In nuclear water reactors, such as pressurized water reactors and boiling water reactors, it is typical for oxide scale-containing radionuclides to be adhered to or generated on surfaces of structures, e.g., components and related parts or piping, which are in contact with fluid, e.g., coolant, over extended time periods during reactor operation. Nuclear water reactors are generally thermal reactors in which water is used as the coolant. The water passes through numerous metal components, such as stainless steel and Alloy 600, Alloy 690 or Alloy 800 conduits. Even though these materials of construction are highly resistant to corrosion, thin oxide coatings (or films) develop over time on the surface areas of components and related parts or piping which are wetted by the coolant during power operation of the reactors. It has been found that portions of the oxide coatings may dissolve into the coolant and may be transported by the coolant throughout the systems, e.g., reactor coolant system. The accumulation of scale and deposits on the surfaces of the structures can have an adverse impact on the operational performance and integrity of the structures.

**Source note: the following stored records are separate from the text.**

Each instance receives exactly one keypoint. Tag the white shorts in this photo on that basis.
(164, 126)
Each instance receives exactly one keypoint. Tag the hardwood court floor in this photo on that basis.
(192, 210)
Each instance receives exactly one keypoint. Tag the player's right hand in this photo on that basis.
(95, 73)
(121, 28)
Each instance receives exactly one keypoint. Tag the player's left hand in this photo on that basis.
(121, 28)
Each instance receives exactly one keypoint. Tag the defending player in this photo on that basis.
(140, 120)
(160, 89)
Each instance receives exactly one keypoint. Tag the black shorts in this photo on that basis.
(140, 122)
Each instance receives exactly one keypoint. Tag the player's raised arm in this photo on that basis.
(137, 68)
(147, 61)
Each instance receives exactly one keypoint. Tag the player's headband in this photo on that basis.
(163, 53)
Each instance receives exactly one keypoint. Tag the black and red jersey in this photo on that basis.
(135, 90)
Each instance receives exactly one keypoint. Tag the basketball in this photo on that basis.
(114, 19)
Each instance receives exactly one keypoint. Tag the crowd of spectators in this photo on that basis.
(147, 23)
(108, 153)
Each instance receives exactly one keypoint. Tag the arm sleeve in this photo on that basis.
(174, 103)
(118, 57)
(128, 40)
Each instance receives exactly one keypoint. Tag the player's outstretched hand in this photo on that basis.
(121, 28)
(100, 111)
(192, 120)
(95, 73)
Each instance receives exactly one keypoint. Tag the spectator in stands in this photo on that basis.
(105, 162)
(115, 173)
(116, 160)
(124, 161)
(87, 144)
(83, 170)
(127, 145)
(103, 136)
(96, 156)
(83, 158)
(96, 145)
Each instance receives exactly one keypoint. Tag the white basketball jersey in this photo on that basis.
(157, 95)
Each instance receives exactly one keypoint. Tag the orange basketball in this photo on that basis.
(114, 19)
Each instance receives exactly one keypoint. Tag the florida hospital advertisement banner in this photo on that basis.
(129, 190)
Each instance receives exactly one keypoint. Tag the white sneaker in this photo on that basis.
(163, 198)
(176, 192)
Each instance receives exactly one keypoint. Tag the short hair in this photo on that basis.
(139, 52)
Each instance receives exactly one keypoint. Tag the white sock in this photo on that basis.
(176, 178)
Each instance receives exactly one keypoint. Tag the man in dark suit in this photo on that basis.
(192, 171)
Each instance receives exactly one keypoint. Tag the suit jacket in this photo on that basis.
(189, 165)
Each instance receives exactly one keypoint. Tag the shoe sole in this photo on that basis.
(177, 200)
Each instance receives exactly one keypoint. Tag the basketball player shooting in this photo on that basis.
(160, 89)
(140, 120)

The primary side, e.g., reactor coolant system, surfaces of components in pressurized water reactors (PWRs) and the internal components in boiling water reactors (BWRs) contain radionuclides which are formed during reactor operation. The radionuclides are typically radiocobalt in a nickel ferrite lattice. A variety of systems and methods have been developed in the art to remove or reduce the presence of radionuclides on internal components of BWRs and primary side surfaces of PWR components. It is known in the art to reduce radionuclides by chemical injection. For example, a zinc compound can be injected into the coolant water of a nuclear water reactor at full power to reduce or remove radionuclides. Further, it is known to employ a high temperature process wherein a cleaning solution is prepared, heated and injected into the entire system or injected locally. Many of these known decontamination methods have proven to be cumbersome and require handling of high temperature fluid and multiple chemical steps, such as oxidation and reduction.
Thus, known radioactive decontamination typically involves elevated temperature dissolution or mechanically induced turbulence or a combination thereof depending on the intended component to be decontaminated. Further, known techniques require the flow of high temperature fluids, mechanical hand cleaning the case of coolant pumps) and a length of time under mechanical agitation. Furthermore, these techniques require chemistry conditions to be aggressive, e.g., switching from oxidizing to reducing conditions. Generally, known techniques employ temperature, pH and redox potential shifts for the removal or reduction of radionuclides and these techniques are rarely performed at a nuclear reactor plant due to the amount of radioactive waste generated.
It is desired in the art to develop a method for localized decontamination and deposit removal which does not require added heat, e.g., can be conducted at ambient temperature, or liquid flow.